Of those freelancing in India, 60% are under the age of 30, eschewing the full-time life for the freedom of working on their own terms. If there was ever a time to hire without fear of full-time contracts, this is it. We have witnessed a good percentage of young professionals moving from their regular nine-five desk job to working as a freelancer which is not surprising when you consider the growth rate of the gig economy.
With the government having engaged gig workers in the past for its flagship projects like Digital India, Swachh Bharat, and Smart City campaigns, it is evident that the freelance economy is a shared, on-demand model where freelancers can take up multiple gigs at the same time. What was once thought off a refuge for the unemployed, is now a go-to option for many.
The CMIE, a company for business and economic database research conducted a survey which showed there are approximately 31 million unemployed Indians who are looking for a job of their choice. In such a scenario, while gigs would offer them scope for flexibility, employers would be keen to give out such projects to the experienced lot.

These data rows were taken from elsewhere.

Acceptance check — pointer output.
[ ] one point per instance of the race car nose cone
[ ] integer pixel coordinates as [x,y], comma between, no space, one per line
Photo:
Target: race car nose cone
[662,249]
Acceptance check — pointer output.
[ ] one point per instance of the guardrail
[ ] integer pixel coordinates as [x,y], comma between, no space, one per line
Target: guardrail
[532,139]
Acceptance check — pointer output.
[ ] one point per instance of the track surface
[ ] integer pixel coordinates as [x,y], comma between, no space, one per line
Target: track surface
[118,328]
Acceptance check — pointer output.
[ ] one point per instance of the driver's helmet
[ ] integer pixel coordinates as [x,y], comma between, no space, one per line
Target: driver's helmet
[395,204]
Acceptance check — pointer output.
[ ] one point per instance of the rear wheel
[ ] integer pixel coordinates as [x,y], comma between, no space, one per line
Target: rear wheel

While on the topic for demand-supply graph, employers often complain that there are not enough skilled workers and others don’t find something appropriate. For a case similar to this, hiring a gig worker on a short-term basis for a project or fixed term would not only provide better return on investment, but also work opportunities to seekers filling up the supply-demand gap.
The benefits for freelancing workers far outweigh the costs. We could talk about the cost effectiveness or the easy availability of such individuals but this is a good platform to highlight that gig-workers bring in domain expertise who are better equipped to handle and prepare for dynamic market changes. Hiring such individuals also leads to instant productivity because freelancers are not likely to indulge in a buffer period to ‘settle in’ to a company. Instead, like the company itself, they will be focussed on getting the project done within the deadline.
A McKinsey report states that the freelance industry is estimated to grow to $20 to 30 billion by 2025 in India. Ultimately, freelancing in the Indian economy is here to stay and grow, and is on its way to become the new normal for how businesses work, globally.